Tom Tom - 3 months ago 11
PHP Question

Get code line and file that's executing the current function in PHP?

Imagine I have the following situation:

File1.php

<?php
include("Function.php");
log("test");
?>


Function.php

<?php
function log($msg)
{
echo "";
}
?>


I want to change the log function so that it would produce the following:


test (file: File1.php, line number: 3)


So, any way to get the file name and the line number of the code that executed the current function in PHP?

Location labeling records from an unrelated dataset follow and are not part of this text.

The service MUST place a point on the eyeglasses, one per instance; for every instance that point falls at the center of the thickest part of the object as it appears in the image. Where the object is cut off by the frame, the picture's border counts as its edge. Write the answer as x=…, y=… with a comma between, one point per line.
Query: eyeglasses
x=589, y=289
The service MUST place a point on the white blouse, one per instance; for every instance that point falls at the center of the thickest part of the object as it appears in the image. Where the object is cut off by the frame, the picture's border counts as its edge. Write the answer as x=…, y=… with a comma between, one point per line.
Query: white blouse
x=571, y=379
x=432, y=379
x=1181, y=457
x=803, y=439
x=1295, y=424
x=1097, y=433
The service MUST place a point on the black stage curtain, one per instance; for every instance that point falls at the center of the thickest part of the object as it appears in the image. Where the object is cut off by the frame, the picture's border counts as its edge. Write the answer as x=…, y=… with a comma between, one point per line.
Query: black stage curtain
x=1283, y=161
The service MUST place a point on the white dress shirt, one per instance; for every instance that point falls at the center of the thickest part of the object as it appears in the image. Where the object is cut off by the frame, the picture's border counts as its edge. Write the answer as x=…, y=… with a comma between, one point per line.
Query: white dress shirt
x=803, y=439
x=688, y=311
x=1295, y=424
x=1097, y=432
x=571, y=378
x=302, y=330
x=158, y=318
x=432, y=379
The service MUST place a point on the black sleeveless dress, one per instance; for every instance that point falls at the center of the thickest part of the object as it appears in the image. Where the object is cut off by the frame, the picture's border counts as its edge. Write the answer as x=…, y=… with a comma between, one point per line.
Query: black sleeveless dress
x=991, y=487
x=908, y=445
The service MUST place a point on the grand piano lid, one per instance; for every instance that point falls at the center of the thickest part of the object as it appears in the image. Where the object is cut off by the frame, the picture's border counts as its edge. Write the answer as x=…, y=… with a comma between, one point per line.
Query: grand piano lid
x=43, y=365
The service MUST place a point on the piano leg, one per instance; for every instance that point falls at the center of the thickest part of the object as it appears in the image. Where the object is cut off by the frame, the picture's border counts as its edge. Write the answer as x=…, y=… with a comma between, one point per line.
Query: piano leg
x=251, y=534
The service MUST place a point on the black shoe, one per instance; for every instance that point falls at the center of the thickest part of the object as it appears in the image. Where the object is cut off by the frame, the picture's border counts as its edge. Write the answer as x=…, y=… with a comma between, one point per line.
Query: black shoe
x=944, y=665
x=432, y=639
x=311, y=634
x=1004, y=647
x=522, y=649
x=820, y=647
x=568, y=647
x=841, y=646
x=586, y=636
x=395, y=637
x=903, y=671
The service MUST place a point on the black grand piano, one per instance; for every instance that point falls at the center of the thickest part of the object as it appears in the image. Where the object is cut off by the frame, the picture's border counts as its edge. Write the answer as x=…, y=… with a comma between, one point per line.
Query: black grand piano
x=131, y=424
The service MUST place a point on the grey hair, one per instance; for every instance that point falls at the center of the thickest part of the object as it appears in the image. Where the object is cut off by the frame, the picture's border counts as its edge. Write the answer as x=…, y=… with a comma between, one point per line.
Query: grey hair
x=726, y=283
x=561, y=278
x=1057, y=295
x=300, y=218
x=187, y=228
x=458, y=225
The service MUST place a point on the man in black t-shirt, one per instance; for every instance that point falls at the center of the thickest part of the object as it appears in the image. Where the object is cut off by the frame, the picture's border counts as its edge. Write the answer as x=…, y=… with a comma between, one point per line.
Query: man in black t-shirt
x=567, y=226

EDIT for backlog usage comments:
When I use backlog in my object oriented way of programming I have the following situation.

Index.php

<?php
include("Logger.static.php");
include("TestClass.class.php");
new TestClass();
?>


TestClass.class.php

<?php
class TestClass
{
function __construct()
{
Logger::log("this is a test log message");
}
}
?>


Logger.static.php

<?php
class Logger
{
static public function log($msg)
{
$bt = debug_backtrace();
$caller = array_shift($bt);
echo $caller['file'];
echo $caller['line'];
}
}
?>


This example will return as file "Index.php" and as line number 4, this is where the class is initiated. However, it is supposed to return the file TestClass.class.php and line number 6. Any idea how to fix this?

Answer

You can use debug_backtrace().

http://us3.php.net/manual/en/function.debug-backtrace.php

So, in your log function, you would be able to retrieve the filename and line number from which the log function was called.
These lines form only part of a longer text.